SUMMARY The direct surface wave tomography has become an efficient tool in imaging 3-D shallow Earth structure. However, some fundamental problems still exist in selecting the grids to parametrize the model space. This study proposes to implement a model parametrization approach with multiple grids to the direct surface wave tomography. These multiple grids represent several overlapping collocated grids with the same or different grid spacings, such as staggered grids, multiscale grids and multiscale-staggered grids. At each iteration, direct inversion is applied to each individual set of collocated grids to invert for the shear wave velocity (Vs) model; the models are then projected onto a set of predefined base grids (usually the finest grids) using 3-D B-spline interpolation. At the end of each iteration, we average the Vs models of all sets of collocated grids to obtain the average 3-D Vs model, which is then used as the initial model for the next iteration.

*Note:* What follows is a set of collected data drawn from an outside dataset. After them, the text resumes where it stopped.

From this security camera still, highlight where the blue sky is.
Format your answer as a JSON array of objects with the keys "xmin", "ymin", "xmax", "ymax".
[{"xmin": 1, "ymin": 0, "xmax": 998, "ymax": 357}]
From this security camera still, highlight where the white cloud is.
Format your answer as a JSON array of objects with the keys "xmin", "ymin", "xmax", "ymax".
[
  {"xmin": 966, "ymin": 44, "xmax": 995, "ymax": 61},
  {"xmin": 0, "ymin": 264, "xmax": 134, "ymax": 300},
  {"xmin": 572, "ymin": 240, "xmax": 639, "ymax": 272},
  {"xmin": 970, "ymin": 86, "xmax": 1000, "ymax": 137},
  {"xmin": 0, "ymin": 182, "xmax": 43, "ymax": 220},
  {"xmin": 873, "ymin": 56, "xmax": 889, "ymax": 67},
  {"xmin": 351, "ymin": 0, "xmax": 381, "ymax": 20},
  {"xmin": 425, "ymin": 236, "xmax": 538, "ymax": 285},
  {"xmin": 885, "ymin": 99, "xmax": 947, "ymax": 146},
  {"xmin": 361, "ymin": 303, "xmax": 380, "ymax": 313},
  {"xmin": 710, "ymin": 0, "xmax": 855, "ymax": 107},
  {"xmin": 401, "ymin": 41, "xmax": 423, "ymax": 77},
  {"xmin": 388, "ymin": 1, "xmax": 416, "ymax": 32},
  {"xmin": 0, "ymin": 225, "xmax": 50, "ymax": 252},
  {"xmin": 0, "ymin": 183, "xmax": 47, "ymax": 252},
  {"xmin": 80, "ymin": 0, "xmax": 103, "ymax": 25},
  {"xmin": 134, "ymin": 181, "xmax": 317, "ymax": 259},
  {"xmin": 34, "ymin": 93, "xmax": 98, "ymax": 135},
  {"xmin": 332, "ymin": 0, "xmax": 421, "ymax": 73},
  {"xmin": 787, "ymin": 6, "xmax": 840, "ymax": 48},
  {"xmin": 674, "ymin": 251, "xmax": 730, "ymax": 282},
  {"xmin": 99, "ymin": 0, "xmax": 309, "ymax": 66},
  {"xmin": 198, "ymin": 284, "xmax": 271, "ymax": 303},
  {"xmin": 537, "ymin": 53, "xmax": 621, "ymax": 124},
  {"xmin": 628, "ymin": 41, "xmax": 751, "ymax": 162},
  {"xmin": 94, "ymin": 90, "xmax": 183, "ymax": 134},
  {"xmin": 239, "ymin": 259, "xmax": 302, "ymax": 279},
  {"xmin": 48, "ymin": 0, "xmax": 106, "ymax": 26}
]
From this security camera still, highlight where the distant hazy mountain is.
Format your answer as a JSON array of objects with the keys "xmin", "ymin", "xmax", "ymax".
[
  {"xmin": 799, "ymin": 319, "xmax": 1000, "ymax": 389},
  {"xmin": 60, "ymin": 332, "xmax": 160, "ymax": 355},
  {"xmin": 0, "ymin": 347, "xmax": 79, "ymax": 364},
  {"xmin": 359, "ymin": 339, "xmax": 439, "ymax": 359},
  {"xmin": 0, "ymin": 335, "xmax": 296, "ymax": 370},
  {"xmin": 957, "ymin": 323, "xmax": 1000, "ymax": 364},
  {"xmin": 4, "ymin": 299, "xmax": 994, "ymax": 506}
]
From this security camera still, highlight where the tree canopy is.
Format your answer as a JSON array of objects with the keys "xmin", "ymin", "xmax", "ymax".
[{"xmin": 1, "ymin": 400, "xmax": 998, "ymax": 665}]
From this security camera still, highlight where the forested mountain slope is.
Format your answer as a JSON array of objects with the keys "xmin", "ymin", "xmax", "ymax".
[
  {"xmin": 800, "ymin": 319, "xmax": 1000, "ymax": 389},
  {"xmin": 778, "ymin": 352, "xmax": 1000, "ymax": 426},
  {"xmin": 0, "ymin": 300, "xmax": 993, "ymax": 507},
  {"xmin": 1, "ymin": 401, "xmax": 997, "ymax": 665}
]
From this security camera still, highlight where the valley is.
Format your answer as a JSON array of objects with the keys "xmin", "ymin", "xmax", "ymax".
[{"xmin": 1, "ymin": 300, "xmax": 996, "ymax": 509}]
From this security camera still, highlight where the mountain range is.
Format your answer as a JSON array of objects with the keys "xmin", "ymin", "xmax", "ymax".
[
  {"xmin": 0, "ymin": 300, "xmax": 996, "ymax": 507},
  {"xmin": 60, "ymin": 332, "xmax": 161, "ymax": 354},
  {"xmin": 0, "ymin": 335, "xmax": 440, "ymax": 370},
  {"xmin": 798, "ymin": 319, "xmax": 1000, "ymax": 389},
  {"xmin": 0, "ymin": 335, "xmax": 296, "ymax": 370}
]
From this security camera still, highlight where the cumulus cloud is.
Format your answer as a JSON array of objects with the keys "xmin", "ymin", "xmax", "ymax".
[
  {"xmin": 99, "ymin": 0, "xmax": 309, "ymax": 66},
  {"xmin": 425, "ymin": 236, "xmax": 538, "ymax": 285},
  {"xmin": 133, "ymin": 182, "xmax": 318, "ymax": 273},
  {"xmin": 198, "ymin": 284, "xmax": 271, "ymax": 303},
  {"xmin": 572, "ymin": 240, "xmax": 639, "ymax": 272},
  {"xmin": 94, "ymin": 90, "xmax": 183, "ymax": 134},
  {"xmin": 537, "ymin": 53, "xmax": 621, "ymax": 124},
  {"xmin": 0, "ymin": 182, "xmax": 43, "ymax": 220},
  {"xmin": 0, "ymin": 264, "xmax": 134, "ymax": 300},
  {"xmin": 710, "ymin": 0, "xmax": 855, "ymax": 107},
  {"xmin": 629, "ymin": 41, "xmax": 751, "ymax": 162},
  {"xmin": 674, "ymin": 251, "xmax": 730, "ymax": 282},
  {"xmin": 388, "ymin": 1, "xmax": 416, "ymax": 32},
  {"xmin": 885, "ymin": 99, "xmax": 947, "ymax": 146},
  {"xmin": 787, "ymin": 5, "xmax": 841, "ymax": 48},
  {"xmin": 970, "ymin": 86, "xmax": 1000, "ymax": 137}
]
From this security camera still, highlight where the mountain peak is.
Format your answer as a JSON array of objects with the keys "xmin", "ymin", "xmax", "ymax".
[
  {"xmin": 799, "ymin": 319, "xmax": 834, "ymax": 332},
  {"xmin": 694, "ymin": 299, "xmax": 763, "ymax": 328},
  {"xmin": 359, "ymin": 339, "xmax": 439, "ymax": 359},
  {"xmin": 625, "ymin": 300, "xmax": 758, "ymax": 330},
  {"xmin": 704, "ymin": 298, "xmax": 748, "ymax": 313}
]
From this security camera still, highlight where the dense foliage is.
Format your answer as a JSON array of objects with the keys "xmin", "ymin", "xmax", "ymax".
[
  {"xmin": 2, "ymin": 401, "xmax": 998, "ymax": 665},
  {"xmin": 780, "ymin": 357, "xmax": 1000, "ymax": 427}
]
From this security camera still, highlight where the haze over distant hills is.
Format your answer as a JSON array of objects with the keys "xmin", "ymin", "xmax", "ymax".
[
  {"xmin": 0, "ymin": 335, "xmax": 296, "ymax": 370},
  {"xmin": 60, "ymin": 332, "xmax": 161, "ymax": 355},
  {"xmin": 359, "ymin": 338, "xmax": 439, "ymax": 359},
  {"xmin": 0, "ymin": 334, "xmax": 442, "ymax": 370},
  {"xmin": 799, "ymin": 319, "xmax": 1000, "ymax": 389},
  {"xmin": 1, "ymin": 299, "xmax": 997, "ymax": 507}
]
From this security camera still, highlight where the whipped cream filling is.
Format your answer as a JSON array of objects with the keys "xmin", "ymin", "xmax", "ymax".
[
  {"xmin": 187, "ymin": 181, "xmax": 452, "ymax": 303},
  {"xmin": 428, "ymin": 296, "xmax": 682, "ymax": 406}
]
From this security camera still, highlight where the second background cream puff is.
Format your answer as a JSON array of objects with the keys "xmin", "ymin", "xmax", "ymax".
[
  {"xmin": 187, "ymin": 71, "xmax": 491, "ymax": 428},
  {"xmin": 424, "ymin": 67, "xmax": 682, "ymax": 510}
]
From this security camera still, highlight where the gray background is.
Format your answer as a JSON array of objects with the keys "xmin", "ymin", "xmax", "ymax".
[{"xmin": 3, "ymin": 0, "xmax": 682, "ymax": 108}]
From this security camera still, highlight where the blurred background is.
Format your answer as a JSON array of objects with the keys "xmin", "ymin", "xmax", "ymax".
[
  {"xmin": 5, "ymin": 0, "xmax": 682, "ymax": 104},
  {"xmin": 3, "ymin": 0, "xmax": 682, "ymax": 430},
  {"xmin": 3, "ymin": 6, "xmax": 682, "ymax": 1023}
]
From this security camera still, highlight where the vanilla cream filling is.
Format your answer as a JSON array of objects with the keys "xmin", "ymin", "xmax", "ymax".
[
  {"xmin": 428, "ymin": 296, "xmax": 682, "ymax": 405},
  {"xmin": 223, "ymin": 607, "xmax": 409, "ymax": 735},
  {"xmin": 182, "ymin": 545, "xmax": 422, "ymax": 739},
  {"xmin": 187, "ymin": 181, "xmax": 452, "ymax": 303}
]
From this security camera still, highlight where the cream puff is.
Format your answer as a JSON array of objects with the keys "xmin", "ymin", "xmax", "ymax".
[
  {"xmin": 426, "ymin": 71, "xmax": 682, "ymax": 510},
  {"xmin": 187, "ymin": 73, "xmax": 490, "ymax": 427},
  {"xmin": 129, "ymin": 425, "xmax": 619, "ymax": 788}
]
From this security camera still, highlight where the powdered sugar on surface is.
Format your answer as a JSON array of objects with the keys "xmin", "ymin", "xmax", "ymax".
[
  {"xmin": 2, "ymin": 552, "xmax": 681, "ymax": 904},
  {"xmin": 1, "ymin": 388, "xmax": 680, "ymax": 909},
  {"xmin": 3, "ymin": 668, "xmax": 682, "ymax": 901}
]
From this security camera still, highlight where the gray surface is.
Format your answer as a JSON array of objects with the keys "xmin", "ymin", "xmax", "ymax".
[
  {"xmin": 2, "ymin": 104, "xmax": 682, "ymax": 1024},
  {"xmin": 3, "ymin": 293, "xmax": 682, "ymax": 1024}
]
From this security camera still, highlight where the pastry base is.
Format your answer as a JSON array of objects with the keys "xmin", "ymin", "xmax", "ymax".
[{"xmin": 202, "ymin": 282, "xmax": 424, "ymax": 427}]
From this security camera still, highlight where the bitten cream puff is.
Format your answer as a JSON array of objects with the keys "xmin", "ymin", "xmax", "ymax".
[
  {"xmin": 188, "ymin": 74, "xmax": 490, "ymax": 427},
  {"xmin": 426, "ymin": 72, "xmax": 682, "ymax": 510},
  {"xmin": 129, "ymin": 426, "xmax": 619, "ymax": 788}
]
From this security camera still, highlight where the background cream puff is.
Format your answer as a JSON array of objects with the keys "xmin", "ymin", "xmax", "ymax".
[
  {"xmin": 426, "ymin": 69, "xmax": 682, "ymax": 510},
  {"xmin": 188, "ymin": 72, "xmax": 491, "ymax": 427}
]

The properties of this approach are explored by applying it to a newly deployed dense array in Chao Lake (CL), eastern China. Synthetic and field data tests demonstrate that the method using multiple grids recovers anomaly patterns better than that using the individual set of collocated grids, though it does not necessarily achieve the smallest traveltime residual. We then obtain a high-resolution 3-D shallow crustal Vs model beneath the CL. The 3-D Vs model reveals two prominent features: (1) a stripe-like structural pattern of velocity variations, where the Hefei basin and eastern CL display low-velocity anomalies while the Tanlu fault zone (TFZ), Zhangbaling uplift and Yinping mountain present high-velocity anomalies and (2) north-shifted low-velocity anomalies beneath the eastern CL as depths go shallow. The shallow Vs features are consistent well with the local geological units and topography. We suggest that the two main features could be associated with the multistage tectonic activities of the Tanlu fault. The multiple-grid scheme proposed in this study could be conveniently extended to other 3-D direct inversion approaches in the near future.